Econ: Inflation

Inflation is the increase in the general level of prices. The Consumer Price Index measures the prices of a market basket of goods purchased by the typical urban consumer. Demand-pull inflation is caused by an increase in demand (often due to an increase in the money supply) beyond the ability of firms to supply products. Cost-push inflation results from an increase in the cost of production, which causes firms to reduce supply and raise prices.

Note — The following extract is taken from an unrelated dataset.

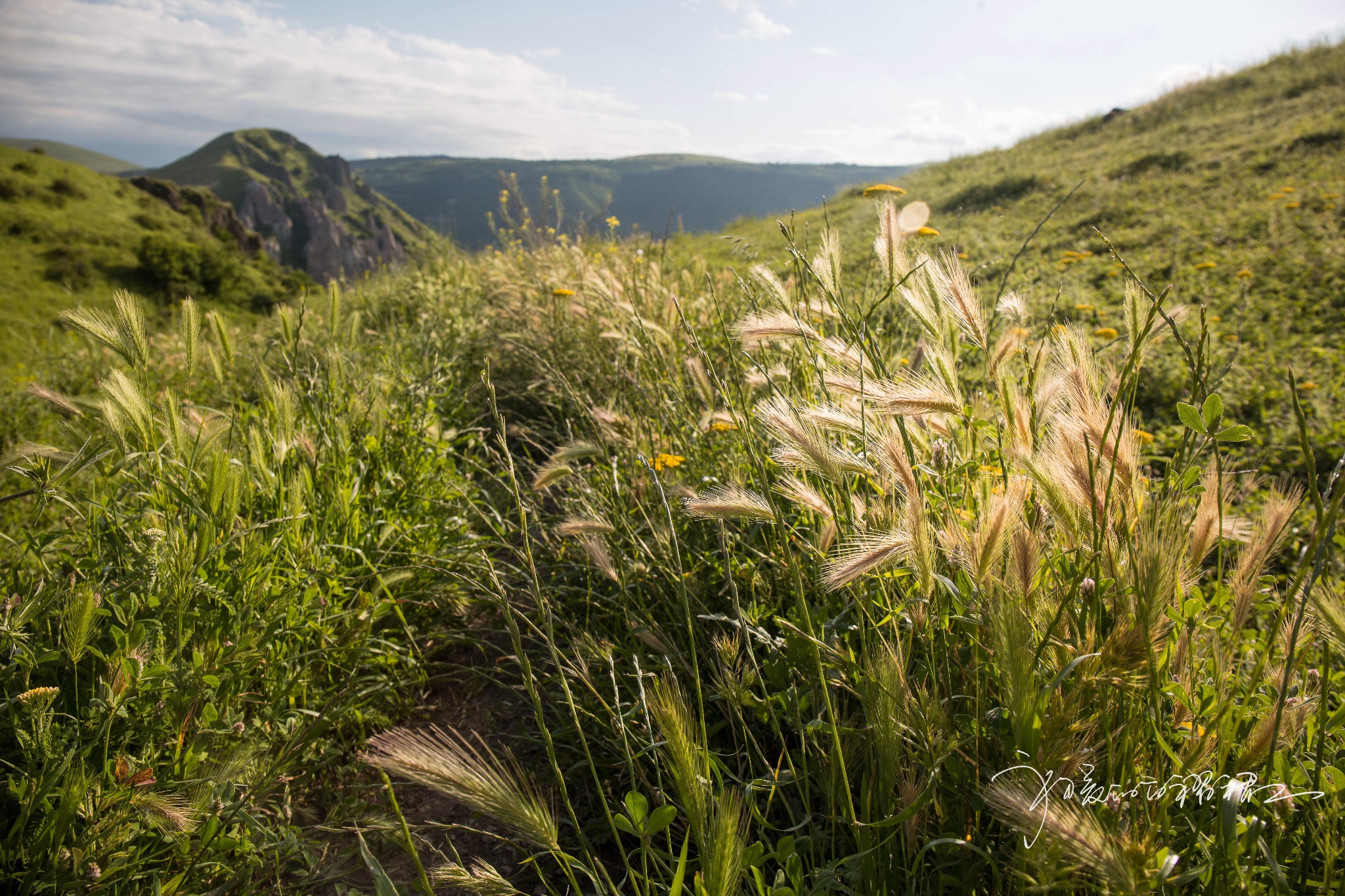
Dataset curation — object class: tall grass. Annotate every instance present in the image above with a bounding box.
[3,185,1345,896]
[376,185,1345,896]
[0,274,495,893]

Inflation affects consumers by reducing the value of the dollar. Nominal income is the wage in current dollars, while real income removes the effects of inflation, measuring the value of what the paycheck will actually buy in the economy. Unanticipated inflation harms people on fixed incomes because they cannot buy as much with the same income. Savers are hurt because the real value of their savings declines. Creditors are hurt because the money repaid does not have the same purchasing power as the money that was originally loaned. Those who have cost-of-living adjustments (COLAs) in their salaries are unaffected by inflation, because their salaries increase with the rate of inflation, holding their purchasing power steady. Borrowers actually win from inflation, because they repay their debts with dollars that hold less value than the dollars they borrowed. Workers try to anticipate inflation by seeking COLAs or pay increases that match or exceed the inflation rate. Banks and other creditors anticipate inflation by adding the expected rate of inflation to the real interest rate, to determine the nominal interest rate they will charge their customers for loans.

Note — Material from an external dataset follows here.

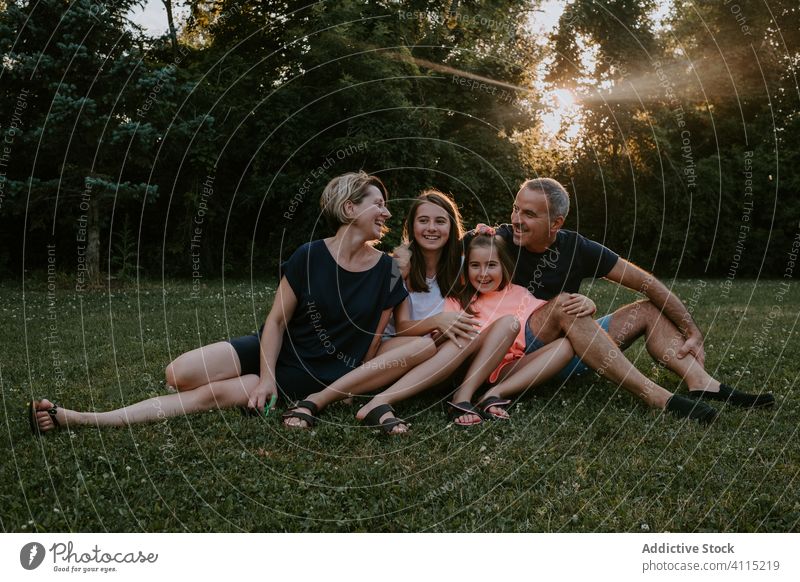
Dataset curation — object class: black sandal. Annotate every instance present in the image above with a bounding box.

Hyperinflation, the worst degree of inflation, is a situation in which inflation is increasing at a rate of several hundred percent a year. Hyperinflation can result in complete economic collapse. After Germany lost World War I, it was forced to pay heavy reparations to the victorious countries. Germany tried to pay this debt simply by printing more money. By November 15, 1923, it took 4.2 trillion marks (German currency) to equal the value of one U.S. dollar. Meaning that the mark was worth so little that even the paper on which it was printed had greater value.

Stagflation is a combination of economic stagnation or slowdown and high inflation. During a period of stagflation, gross domestic product growth is slow or zero, unemployment is high, and prices are rising. Early in the 1970s, the economy received a shock when the Organization of Petroleum Exporting Countries (OPEC) imposed an oil embargo on the United States and other oil importing countries. Supplies of oil dwindled, driving up the price of gas. The inflation rate, which had already reached worrying levels, soared into double digits. As the economy struggled with rising prices, business activity slowed and the unemployment rate climbed.

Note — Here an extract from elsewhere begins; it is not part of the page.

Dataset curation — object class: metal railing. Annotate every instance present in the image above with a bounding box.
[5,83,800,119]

A decrease in the average price level of all goods and services in an economy is known as deflation. Deflation may occur when aggregate demand decreases more rapidly than aggregate supply. In such situations, sellers are forced to lower prices to attract buyers. As price decreases, the amount a dollar buys increases. Therefore, deflation boosts the real purchasing power of the dollar. The most prolonged and most recent deflationary period in U.S. history occurred during the Great Depression, when high unemployment coupled with reductions in wages caused aggregate demand and prices to fall.